JAMES CONNOLLY “should forever be remembered as a son of Scotland,” his great-grandson said in a message read out to a weekend conference in Glasgow marking the 150th anniversary of the Irish revolutionary’s birth.

James Connolly Heron said his great-grandfather’s vow to create “a full, free and happy life for all or for none” remained the challenge today.

He said the trade unionist and Easter Rising leader offered an analysis that “remains a valid description of the way governments continue to marginalise, ignore and abandon great numbers of citizens, leaving them in desperate circumstances.

“The failure of successive administrations to build a society based on need rather than greed — the evidence all around us in the hospitals, the hostels and homeless shelters.

“To end that was the struggle of his lifetime.

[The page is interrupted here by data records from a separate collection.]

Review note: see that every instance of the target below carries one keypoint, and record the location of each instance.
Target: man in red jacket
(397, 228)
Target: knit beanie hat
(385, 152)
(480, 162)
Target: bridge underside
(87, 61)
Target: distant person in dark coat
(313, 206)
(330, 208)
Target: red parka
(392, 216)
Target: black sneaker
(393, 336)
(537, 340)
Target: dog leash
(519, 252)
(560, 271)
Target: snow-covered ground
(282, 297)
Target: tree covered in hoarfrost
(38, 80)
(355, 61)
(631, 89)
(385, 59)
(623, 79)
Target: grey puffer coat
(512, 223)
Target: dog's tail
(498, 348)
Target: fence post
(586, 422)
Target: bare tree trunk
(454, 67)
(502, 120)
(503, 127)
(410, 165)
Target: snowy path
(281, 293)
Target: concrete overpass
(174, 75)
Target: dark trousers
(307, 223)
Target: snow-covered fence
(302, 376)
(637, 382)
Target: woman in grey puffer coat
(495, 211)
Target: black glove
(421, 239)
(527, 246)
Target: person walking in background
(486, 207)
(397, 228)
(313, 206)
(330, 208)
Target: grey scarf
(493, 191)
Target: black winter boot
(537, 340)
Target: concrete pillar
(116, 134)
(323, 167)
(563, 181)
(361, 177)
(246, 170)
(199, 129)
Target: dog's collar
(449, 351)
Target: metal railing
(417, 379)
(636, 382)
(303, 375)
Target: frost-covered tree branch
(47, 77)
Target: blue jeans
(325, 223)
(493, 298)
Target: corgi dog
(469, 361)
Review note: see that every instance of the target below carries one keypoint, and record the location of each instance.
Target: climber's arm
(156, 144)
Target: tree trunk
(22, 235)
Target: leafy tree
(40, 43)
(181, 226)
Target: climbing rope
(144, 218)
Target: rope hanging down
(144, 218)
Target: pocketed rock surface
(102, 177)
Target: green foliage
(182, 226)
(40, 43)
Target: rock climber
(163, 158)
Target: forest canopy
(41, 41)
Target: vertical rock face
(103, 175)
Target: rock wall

It remains the struggle of our lifetime.”

The conference on Saturday, which was organised by the 1916 Rising Centenary Committee (Scotland), also heard talks on Connolly’s life and politics by historians Brian Hanley, Chloe Alexander, Allan Armstrong and Theresa Moriarty.

Born in an Irish immigrant slum in Edinburgh in 1868, he was crucial to the foundation of a number of British and Scottish left-wing organisations before he moved to Dublin in the 1890s.

In 1913 he founded the Irish Citizen Army, a key force in the 1916 Easter Rising.

Mr Connolly Heron added: “Scotland made him.

“Although a martyr for Ireland, James Connolly should forever be remembered as a son of Scotland and rightly so.”